Perhaps the hardest worry to pin down about enhancement technologies is what the political theorist Michael Sandel calls "the drive to mastery". Sandel is worried less about the possible consequences of enhancement technologies than about the sensibility they reflect - a sensibility that sees the world as something to be manipulated and controlled.

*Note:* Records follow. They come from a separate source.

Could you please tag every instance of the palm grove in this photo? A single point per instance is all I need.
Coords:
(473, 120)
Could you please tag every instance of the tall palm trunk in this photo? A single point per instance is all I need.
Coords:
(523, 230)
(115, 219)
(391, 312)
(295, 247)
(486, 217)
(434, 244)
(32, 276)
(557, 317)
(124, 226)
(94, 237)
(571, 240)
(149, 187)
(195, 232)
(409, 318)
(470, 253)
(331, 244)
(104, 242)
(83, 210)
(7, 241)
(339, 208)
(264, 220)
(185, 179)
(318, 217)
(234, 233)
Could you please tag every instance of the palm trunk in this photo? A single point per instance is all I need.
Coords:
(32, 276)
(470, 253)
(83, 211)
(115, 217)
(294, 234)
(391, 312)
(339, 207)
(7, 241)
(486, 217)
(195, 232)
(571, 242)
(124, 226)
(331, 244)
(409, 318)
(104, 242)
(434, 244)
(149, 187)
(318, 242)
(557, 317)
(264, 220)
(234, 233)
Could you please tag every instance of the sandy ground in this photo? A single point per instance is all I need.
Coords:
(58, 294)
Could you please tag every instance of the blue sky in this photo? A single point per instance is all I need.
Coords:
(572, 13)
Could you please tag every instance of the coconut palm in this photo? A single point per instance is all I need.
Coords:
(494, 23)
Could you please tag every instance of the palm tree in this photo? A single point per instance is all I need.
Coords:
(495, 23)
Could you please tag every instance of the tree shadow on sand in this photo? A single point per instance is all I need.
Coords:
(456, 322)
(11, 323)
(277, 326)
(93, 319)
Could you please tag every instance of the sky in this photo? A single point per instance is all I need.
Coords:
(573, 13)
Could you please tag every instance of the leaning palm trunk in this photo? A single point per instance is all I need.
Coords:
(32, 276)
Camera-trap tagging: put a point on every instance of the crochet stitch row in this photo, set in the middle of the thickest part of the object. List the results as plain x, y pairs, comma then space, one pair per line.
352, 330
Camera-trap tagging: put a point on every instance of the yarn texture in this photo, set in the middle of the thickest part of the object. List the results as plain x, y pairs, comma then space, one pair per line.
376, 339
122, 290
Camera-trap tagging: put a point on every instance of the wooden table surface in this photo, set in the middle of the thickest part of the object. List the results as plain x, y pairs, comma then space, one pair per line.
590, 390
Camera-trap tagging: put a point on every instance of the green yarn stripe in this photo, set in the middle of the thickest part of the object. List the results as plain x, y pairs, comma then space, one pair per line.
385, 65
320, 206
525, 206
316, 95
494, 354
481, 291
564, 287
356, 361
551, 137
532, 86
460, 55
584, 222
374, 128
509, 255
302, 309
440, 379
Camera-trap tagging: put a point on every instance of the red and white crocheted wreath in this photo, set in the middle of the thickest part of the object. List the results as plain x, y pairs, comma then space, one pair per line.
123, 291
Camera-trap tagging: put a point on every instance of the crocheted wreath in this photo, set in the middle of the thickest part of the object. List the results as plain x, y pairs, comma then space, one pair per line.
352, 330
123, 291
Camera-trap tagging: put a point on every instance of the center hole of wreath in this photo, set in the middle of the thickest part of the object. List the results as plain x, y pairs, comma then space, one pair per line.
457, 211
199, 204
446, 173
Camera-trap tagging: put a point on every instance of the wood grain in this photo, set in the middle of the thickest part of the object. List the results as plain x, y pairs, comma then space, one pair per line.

When people charge that genetic engineering is "playing God", for example, at least some of them are objecting to the lack of humility entailed by this sensibility - the arrogance of placing such extraordinary faith in human reason.

Perhaps we could design a world in which we all have equal access to mood-brightening drugs and cosmetic surgery, in which athletes have equal access to safe, performance-enhancing drugs, in which we can all safely choose and manipulate the genetic traits of our children, and in which we eat factory-farmed pigs and chickens genetically engineered not to feel pain. Yet many of us would resist such a world. And the reason we would resist is not because such a world would be unjust, or even because it would lead to a world with more pain and suffering, but because of the extent to which it has been planned and engineered. We would resist the idea that the whole world is there to be manipulated for human ends.

· Carl Elliott is the author of Better Than Well: American Medicine Meets the American Dream.